How to eliminate the effect of alternation:
The last line of the proof of Theorem 2 reads:
By canceling the roles of H and W, the update rule for W in the same way as shown, does not grow.
Thus, we can assume that update H can be performed independently of update W This means that after updating H :
H = H * H_coeff
we must also update the intermediate WH value before updating W :
WH = W.dot(H) W = W * W_coeff
Both updates reduce discrepancies.
Try it: just attach WH = W.dot(H) before calculating for W_coeff , and the alternation effect will disappear.
Code simplification:
When working with NumPy arrays, use the mean and sum methods and do not use the Python sum function:
avg_V = sum(sum(V))/n/m
can be written as
avg_V = V.mean()
and
divergence = sum(sum(V * np.log(V/WH) - V + WH))
can be written as
divergence = ((V * np.log(V_over_WH)) - V + WH).sum()

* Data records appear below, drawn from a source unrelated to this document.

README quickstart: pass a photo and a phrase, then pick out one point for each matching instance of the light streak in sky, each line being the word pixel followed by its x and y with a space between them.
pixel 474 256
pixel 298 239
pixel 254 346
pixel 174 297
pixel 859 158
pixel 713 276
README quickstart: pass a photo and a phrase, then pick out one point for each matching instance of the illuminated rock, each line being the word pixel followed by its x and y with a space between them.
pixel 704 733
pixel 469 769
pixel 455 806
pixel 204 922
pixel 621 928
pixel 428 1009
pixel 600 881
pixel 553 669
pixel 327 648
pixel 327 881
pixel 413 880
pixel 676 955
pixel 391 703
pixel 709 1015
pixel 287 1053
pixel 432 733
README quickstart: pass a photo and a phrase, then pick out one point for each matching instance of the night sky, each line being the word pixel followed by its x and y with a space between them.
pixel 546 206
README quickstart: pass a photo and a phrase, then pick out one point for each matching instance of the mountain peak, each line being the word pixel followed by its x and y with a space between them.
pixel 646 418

Avoid the Python built-in sum function, because
- it is slower than the NumPy
sum method, and - it is not as universal as the NumPy
sum method. (This does not allow us to indicate the axis to be summed. We were able to eliminate two calls to Python sum one call to the NumPy sum or mean method.)
Eliminate triple for loop:
But a greater improvement in speed and readability can be achieved by replacing
H_coeff = np.zeros(H.shape) for a in range(r): for mu in range(m): for i in range(n): H_coeff[a, mu] += W[i, a] * V[i, mu] / WH[i, mu] H_coeff[a, mu] /= sum(W)[a] H = H * H_coeff
with
V_over_WH = V/WH H *= (np.dot(V_over_WH.T, W) / W.sum(axis=0)).T
Explanation:
If you look at the update rule for Equation 5 for H , first notice that the indices for V and (WH) identical. So you can replace V / (WH) with
V_over_WH = V/WH
Further, we note that in the numerator we sum over the index i, which is the first index in both W and V_over_WH . We can express this as matrix multiplication:
np.dot(V_over_WH.T, W).T
And the denominator is simply:
W.sum(axis=0).T
If we separate the numerator and denominator
(np.dot(V_over_WH.T, W) / W.sum(axis=0)).T
we get a matrix indexed by the two remaining indices, alpha and mu, in that order. This is the same as the indices for H Therefore, we want to multiply H by this ratio in size. Excellent. By default, NumPy by default multiplies arrays by default.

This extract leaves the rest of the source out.